There are up to four outputs assuming everything is significant, each output is a list or a ggplot object.

As shown above, from here you can also just use DEET_enrichment_plot directly to have some more control over these plots.

Scatterplots of correlations for DEET enrichment

This function also takes the direct output from DEET_enrich and generates scatterplots of the correlations of studies whose log2FCs are significantly correlated with the input DE list.

Input

correlation_input - The DE_correlations object that is the output of the DEET_enrich function.
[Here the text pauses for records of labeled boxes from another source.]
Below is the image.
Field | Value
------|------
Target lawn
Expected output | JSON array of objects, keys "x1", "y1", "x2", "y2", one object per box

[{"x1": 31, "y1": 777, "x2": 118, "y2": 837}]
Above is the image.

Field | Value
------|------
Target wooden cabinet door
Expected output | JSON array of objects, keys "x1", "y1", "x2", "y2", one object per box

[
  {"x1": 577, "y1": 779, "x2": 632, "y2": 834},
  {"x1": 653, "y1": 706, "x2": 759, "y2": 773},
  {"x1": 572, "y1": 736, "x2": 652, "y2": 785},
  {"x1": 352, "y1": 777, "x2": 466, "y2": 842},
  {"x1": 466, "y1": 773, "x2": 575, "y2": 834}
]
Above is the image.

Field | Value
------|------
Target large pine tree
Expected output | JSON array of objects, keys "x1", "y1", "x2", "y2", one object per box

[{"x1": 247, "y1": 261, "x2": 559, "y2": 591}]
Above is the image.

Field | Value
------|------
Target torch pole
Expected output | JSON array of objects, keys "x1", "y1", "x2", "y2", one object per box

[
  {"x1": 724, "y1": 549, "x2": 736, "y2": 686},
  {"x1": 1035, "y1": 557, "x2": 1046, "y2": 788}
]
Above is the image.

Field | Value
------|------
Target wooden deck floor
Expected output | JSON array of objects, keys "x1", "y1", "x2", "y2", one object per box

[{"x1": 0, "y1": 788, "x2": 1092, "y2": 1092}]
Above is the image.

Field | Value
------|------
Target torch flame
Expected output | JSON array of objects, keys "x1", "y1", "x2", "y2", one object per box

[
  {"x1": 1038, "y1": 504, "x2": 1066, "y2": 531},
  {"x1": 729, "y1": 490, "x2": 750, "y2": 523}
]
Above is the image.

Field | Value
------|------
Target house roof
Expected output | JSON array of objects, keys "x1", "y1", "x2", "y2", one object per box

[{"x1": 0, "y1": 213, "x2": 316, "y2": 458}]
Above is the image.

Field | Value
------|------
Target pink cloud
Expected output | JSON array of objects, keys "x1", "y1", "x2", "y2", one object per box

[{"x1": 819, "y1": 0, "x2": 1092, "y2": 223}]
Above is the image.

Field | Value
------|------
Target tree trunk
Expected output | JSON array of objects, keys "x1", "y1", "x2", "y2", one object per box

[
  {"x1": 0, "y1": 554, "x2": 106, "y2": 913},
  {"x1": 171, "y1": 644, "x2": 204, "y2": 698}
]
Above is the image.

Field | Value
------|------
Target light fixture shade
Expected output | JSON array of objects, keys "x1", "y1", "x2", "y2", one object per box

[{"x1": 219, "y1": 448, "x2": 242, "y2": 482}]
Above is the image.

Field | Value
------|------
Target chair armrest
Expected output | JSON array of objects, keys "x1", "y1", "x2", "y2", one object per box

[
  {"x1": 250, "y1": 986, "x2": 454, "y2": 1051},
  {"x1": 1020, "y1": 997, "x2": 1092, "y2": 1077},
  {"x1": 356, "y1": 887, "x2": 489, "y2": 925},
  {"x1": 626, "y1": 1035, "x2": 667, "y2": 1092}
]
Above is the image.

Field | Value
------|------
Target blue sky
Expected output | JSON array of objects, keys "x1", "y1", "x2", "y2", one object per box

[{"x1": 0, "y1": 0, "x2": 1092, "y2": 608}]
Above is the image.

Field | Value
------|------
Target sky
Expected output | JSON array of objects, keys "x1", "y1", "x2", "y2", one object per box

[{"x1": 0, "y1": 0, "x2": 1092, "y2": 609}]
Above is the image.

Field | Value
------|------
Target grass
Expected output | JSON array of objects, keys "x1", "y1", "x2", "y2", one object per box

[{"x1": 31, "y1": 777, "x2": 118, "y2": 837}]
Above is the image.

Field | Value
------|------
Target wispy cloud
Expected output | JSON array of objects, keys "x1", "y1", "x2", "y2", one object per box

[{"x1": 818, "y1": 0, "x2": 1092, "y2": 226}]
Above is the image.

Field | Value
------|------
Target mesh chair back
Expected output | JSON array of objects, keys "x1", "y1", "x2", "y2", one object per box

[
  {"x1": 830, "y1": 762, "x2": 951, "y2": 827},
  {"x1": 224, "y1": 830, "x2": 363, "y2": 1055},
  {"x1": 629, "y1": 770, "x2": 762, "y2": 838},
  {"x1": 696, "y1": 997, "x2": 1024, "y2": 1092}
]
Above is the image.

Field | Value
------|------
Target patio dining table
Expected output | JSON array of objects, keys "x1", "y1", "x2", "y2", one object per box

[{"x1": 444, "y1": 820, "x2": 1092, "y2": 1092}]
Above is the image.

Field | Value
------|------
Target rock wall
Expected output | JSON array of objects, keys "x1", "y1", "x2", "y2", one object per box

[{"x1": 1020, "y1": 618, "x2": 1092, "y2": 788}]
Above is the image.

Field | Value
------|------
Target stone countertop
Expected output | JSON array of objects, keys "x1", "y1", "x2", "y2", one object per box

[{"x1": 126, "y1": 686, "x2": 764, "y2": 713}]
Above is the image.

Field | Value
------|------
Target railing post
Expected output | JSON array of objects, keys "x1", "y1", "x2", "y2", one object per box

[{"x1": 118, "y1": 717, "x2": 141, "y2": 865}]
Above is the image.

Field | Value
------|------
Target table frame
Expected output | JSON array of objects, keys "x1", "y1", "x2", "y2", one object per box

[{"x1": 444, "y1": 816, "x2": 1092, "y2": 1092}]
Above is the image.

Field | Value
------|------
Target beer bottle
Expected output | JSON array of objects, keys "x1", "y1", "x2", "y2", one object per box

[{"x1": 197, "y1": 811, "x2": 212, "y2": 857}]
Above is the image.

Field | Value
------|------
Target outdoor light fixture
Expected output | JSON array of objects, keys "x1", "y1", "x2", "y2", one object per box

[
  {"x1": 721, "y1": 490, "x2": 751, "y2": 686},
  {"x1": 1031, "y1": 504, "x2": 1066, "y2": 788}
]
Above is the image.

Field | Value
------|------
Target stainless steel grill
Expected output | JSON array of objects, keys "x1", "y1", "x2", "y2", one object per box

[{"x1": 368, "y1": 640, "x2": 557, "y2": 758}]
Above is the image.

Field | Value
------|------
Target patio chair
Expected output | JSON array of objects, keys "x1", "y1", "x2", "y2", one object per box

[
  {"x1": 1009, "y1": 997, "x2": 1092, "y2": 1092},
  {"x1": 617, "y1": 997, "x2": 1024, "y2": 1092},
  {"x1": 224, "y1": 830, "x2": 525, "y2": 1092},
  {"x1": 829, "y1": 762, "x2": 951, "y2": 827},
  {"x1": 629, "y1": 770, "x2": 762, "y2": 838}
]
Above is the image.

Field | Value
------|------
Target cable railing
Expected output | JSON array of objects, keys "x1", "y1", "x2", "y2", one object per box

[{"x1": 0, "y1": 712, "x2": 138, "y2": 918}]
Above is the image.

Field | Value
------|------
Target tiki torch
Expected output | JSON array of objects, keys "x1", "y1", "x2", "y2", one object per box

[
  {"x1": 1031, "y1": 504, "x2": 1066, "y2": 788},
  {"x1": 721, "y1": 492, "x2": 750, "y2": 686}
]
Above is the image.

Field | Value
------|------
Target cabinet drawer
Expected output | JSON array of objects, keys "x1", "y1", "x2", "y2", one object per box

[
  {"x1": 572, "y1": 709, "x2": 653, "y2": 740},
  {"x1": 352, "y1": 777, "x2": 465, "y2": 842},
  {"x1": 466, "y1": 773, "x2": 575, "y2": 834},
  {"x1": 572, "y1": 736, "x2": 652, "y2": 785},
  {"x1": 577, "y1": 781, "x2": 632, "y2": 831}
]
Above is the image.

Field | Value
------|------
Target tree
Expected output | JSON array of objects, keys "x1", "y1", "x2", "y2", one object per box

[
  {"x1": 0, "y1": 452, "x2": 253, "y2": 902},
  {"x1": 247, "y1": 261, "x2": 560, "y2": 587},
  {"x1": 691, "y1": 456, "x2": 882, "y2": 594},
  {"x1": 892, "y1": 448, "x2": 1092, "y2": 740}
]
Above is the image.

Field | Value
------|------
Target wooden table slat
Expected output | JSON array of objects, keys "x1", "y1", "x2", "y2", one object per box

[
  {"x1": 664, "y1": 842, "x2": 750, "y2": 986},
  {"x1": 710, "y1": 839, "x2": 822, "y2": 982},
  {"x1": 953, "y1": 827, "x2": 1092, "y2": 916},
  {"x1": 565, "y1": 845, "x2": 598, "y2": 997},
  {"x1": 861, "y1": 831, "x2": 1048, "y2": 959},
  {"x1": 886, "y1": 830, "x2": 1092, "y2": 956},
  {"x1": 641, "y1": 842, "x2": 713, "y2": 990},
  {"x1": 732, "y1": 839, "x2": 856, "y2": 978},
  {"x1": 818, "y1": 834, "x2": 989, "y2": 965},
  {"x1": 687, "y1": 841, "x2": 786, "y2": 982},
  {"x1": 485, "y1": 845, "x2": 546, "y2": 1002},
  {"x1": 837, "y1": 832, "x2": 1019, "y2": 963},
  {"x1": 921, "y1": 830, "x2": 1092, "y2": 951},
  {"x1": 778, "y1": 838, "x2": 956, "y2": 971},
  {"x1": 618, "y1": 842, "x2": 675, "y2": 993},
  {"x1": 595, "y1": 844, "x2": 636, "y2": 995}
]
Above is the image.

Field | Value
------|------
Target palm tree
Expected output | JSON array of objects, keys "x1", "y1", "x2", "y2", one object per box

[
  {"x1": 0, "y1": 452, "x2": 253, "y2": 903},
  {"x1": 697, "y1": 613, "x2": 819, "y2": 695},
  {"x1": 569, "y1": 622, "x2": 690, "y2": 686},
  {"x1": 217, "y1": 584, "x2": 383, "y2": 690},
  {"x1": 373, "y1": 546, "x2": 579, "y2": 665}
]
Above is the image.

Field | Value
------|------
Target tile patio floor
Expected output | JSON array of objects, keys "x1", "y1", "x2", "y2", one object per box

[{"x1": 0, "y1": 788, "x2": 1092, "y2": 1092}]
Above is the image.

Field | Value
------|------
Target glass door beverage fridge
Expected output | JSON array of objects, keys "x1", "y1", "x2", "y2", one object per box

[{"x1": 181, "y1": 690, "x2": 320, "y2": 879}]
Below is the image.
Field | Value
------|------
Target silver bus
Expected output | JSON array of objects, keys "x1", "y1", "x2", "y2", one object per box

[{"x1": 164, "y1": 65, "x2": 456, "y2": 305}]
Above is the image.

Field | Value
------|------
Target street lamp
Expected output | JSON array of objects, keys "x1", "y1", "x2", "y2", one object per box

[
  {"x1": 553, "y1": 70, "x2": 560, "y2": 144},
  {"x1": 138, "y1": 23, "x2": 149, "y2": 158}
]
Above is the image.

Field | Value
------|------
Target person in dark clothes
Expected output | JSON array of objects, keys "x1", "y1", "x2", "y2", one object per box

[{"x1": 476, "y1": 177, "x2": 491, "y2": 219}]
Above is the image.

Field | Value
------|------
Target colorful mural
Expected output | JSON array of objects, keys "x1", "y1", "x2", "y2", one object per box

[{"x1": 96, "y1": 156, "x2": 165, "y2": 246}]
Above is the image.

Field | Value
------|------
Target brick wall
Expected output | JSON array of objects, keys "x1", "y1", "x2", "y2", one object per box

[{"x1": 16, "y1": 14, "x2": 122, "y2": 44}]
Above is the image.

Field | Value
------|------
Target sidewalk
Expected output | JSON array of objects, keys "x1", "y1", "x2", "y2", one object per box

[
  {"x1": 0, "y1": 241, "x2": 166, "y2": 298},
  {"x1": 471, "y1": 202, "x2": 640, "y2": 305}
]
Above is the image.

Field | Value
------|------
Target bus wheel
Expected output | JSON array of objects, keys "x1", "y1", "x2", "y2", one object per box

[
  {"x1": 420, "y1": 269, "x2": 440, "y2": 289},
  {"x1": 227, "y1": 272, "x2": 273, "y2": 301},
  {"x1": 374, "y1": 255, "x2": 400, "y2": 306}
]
It only works if there was at least one study that was significantly correlated.

Outputs

  • A list of ggplot objects showing the scatterplot between the coefs of the inputted DE list and the correlated study within DEET. The X axis shows the correlation coefficient, the Y axis shows the name of the enriched study, and the coloured points are genes that are DE in both studies.

Using DEET gene lists with other studies and enriching two input lists simultaneously.

As mentioned previously, the genesets within DEET are easily transferrable to other gene set enrichment datasets.

Saving DEET gene set for GSEA, gprofiler, etc.

One option is to download the *gmt files diretly from our ftp. http://wilsonlab.org/public/DEET_data/DEET_DE.gmt Is directly compatible with these tools.

The other option would be to save the downloaded DEET gmt as a gmt file. This is completed using the ActivePathways R package. Instead of using the example data as shown below, please use the full dataset.

Instead of saving to a temporary directory like in this vignette, save the file wherever you want the directory to be saved.

Outputs

The outputs of using ActivePathways are the same as DEET_enrich() but with a couple extra columns. * evidence: Whether the DEET comparison is enriched because of one gene list, both gene lists, or an integrated version of these gene lists * Genes_colname: The genes that contributed to enrichment from each inputted gene list.